Trente ans après la création du marché unique européen, vingt après les premiers pas de l’Europe vers l’unification de son ciel, le ciel unique européen (SES) est toujours au point mort. Inlassablement, les plus grandes compagnies européennes, réunies au sein d’Airlines for Europe (A4E), appellent les institutions à avancer, mettant en avant les bénéfices financiers et commerciaux qu’une gestion harmonisée du trafic aérien au niveau européen apporterait. Et c’était de nouveau l’un des principaux sujets abordés par l’association lors de son septième sommet annuel à Bruxelles le 29 mars.
Mais si Michael O’Leary, le CEO du groupe Ryanair, se désespère que la Commission ne fasse « rien, rien, rien, rien », Carsten Spohr, celui du groupe Lufthansa, veut se montrer plus optimiste. « Un nouvel argument est entré dans la balance : l’environnement. Les choses sont différentes désormais », souligne-t-il. Maintenant que la Commission européenne est pleinement focalisée sur les problématiques environnementales, Carsten Spohr veut croire que les 10 % à 15 % de réduction des émissions de CO2 qu’une optimisation du contrôle aérien au niveau européen pourrait apporter – jusqu’à 19 % sur les routes les plus inefficacement assurées – va faire bouger les lignes.
« C’est la solution la plus immédiate, la moins chère et la plus efficace de décarbonation de l’aviation », renchérit Johan Lundgren, le directeur général d’easyJet, en ajoutant n’avoir jamais rencontré personne d’opposé au ciel unique européen. Et elle est, sur le papier, d’autant plus simple à mettre en oeuvre que les efforts sont réduits : « nous n’avons pas besoin de haute technologie, nous avons besoin de volonté politique », résume Carsten Spohr.

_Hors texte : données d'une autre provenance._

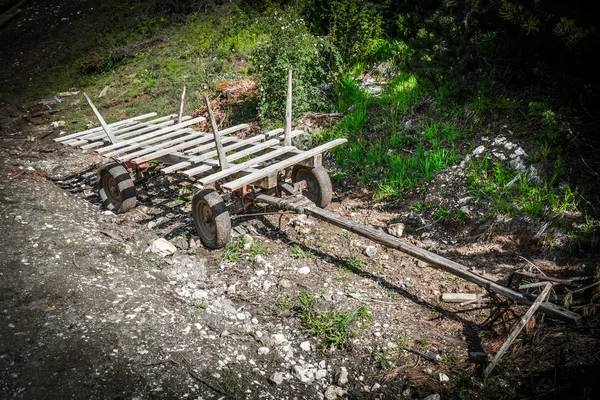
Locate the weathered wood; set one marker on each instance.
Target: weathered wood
(287, 141)
(181, 103)
(162, 140)
(223, 163)
(98, 129)
(122, 132)
(156, 133)
(105, 126)
(122, 137)
(242, 166)
(222, 133)
(205, 137)
(238, 183)
(212, 154)
(434, 260)
(458, 297)
(518, 328)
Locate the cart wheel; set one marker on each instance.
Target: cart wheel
(211, 218)
(318, 185)
(116, 188)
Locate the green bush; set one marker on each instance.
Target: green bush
(314, 62)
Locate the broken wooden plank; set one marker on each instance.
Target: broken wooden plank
(150, 135)
(143, 129)
(212, 154)
(434, 260)
(238, 183)
(145, 146)
(240, 167)
(518, 328)
(205, 138)
(223, 163)
(122, 132)
(98, 129)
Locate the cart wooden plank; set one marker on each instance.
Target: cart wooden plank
(141, 130)
(99, 128)
(122, 132)
(288, 162)
(150, 135)
(268, 145)
(146, 143)
(206, 137)
(206, 156)
(242, 166)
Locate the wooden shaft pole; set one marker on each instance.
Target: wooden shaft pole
(287, 141)
(518, 328)
(113, 139)
(435, 260)
(223, 163)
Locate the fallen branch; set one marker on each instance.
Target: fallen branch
(434, 260)
(524, 320)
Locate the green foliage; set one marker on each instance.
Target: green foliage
(334, 328)
(298, 252)
(314, 62)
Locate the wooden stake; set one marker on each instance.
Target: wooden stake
(113, 139)
(223, 163)
(287, 141)
(181, 102)
(513, 335)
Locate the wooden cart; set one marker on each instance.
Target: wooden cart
(238, 169)
(218, 161)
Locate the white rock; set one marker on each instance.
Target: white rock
(343, 376)
(396, 229)
(478, 150)
(320, 374)
(302, 374)
(263, 350)
(305, 346)
(162, 247)
(277, 378)
(334, 392)
(58, 124)
(279, 338)
(303, 270)
(370, 251)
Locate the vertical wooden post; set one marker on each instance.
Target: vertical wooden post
(181, 102)
(223, 163)
(113, 139)
(287, 138)
(513, 335)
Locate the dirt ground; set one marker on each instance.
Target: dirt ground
(88, 313)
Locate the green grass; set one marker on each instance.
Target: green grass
(333, 328)
(512, 192)
(300, 253)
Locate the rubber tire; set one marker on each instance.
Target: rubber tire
(319, 189)
(211, 218)
(116, 188)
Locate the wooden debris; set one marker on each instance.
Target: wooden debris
(459, 297)
(518, 328)
(435, 260)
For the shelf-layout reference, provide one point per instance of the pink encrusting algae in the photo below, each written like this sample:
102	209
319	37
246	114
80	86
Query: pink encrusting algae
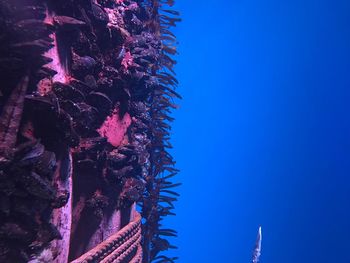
114	128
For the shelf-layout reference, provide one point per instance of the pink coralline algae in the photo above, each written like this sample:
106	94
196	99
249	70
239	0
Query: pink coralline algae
114	128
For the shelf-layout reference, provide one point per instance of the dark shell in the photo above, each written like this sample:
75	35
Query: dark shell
46	164
37	186
83	65
81	86
99	14
66	23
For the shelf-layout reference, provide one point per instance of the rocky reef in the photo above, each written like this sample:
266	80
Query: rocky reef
87	90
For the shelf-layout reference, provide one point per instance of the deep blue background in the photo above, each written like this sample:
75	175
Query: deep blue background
263	132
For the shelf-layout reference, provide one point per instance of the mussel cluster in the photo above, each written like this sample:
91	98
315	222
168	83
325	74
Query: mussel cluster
92	79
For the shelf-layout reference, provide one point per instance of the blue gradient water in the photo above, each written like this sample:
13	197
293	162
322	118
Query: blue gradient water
263	133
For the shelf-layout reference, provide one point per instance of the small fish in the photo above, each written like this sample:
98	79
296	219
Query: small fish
257	248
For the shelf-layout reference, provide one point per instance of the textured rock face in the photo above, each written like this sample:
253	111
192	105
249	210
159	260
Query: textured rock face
87	87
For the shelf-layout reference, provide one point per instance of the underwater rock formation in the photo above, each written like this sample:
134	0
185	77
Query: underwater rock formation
87	87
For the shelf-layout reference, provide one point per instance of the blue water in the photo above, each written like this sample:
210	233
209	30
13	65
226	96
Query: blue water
263	133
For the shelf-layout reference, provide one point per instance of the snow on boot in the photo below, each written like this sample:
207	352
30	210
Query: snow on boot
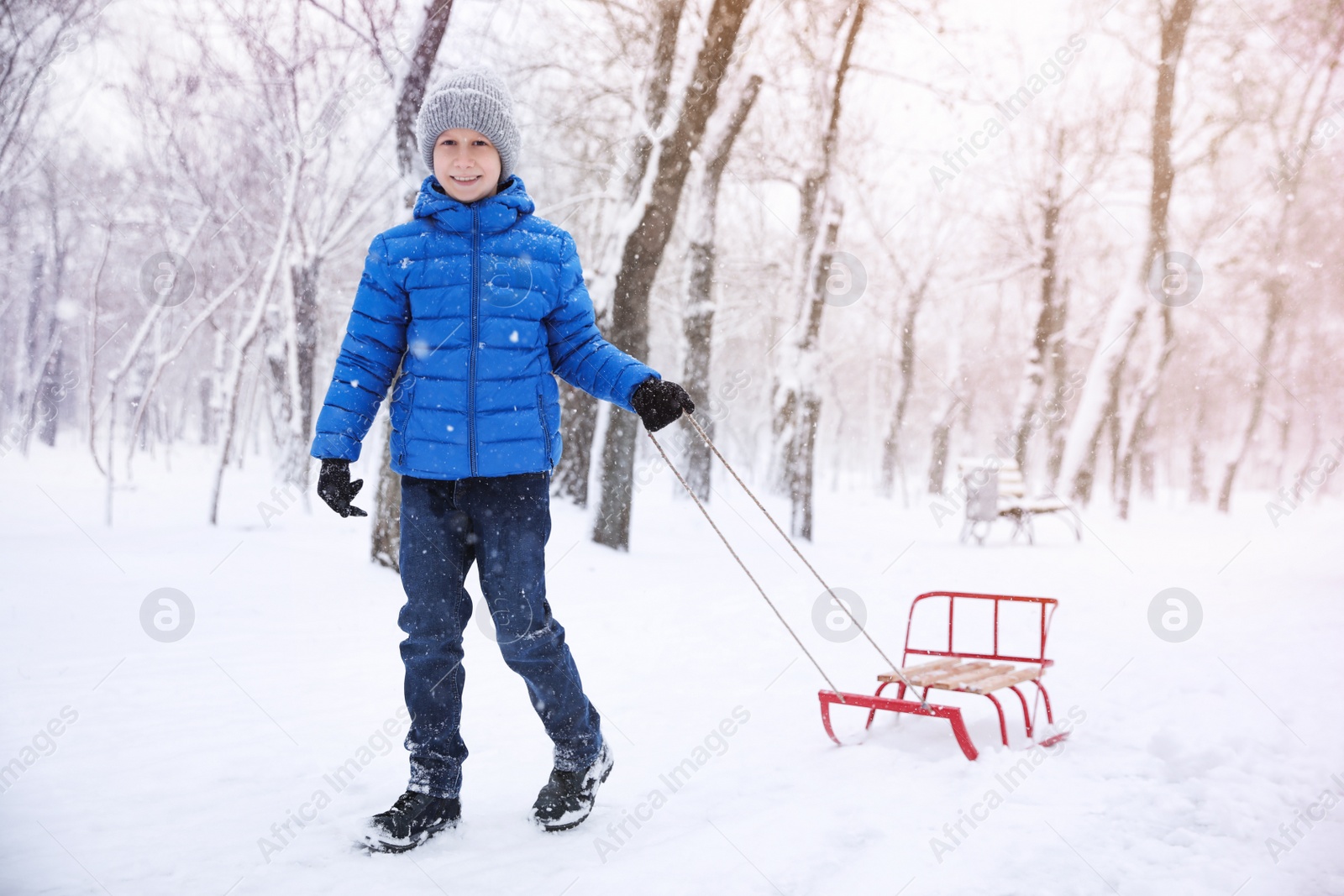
412	820
569	795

C’est là que le bât blesse. Depuis que les syndicats de contrôleurs, notamment en France, ont protesté contre le projet, inquiets de l’évolution de leurs conditions de travail, le ciel unique n’avance plus. La commissaire européenne aux Transports Adina-Ioana Valean, invitée au sommet d’A4E, a elle-même reconnu qu’elle « ne comprenait pas toujours pas pourquoi nos représentants, si prompts à soutenir le Green deal, ne soutiennent pas le ciel unique européen, alors qu’il est tellement évident qu’il créerait de la valeur, pour notre secteur mais aussi pour l’économie européenne » et que c’est l’un des trois piliers crédibles de la décarbonation du transport aérien (aux côtés des carburants durables et du renouvellement des flottes).
Selon Michael O’Leary, c’est à la Commission qu’il revient d’imposer des mesures lorsque les gouvernements sont réticents mais il regrette qu’elle refuse de le faire. Peut-être pourra-t-il prochainement réviser cette assertion : Adina-Ioana Valean a obtenu la promesse qu’il y aurait des progrès dans le courant de l’année. Elle ajoute également que l’aviation pourrait être incluse dans la taxonomie verte de l’Union européenne, ce qui classerait certains investissements réalisés dans le secteur comme durables.